The Statutory Pathway
Washington's own statute book provides the redress mechanism. Two provisions, in combination, change the calculus.
RCW 79.10.120 — the Multiple-Use Compensation statute — is explicit. When trust lands are utilized for non-monetary public benefits such as carbon sequestration or ecological legacy stand preservation, trust beneficiaries must be compensated at fair market value. This is not an invitation to negotiate. It is a standing rule of decision.
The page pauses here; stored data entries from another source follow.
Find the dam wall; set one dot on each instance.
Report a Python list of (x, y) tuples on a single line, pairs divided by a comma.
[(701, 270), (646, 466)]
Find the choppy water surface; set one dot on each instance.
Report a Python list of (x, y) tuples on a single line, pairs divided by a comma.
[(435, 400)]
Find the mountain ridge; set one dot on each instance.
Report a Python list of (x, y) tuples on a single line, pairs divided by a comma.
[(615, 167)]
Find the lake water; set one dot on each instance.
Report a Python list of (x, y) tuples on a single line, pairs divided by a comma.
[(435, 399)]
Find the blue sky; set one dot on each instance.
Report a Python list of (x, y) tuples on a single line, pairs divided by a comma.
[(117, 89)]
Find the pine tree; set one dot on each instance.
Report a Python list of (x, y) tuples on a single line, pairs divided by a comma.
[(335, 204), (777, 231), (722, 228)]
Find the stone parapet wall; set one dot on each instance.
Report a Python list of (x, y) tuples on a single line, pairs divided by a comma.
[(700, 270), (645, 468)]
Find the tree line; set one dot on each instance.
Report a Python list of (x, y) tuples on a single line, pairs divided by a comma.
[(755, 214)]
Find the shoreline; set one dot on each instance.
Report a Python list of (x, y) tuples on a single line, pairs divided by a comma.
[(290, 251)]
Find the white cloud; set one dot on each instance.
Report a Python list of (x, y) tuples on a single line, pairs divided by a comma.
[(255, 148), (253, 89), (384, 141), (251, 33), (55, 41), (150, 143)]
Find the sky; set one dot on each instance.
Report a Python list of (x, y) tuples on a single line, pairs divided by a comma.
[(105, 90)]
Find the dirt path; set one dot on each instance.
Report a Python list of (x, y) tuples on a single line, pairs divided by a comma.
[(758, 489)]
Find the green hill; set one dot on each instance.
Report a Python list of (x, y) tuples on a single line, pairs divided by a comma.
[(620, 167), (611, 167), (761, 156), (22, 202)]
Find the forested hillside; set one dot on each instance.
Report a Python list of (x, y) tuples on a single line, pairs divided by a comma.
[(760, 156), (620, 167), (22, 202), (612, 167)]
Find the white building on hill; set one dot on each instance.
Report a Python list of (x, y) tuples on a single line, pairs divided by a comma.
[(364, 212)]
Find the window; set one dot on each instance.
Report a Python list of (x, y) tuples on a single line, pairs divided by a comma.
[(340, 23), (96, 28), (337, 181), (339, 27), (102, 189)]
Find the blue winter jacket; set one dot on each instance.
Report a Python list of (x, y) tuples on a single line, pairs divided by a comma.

SB 5994, enacted via Emergency Clause on March 16, 2026, is the operational lever. It requires the State Treasurer to distribute timber tax funds to school districts operating under binding conditions, calculating the distribution based on the district's highest historical rate from the previous two years. The statute uses the term "shall." There is no administrative leeway. Once Mount Baker certifies that its deficit is directly linked to the harvest halts on trust assets in its service area, the Treasurer is legally obligated to backfill that shortfall from the State General Fund.
The Brief, in One Sentence
Mount Baker SD is owed $1,010,000 it has not received, because the state has chosen to use trust assets for purposes other than the trust's purpose, and the state's own statute book already specifies who pays for that choice and how. The redress is not novel. It is non-discretionary. The remaining work is to put the certification on the desk and require the answer.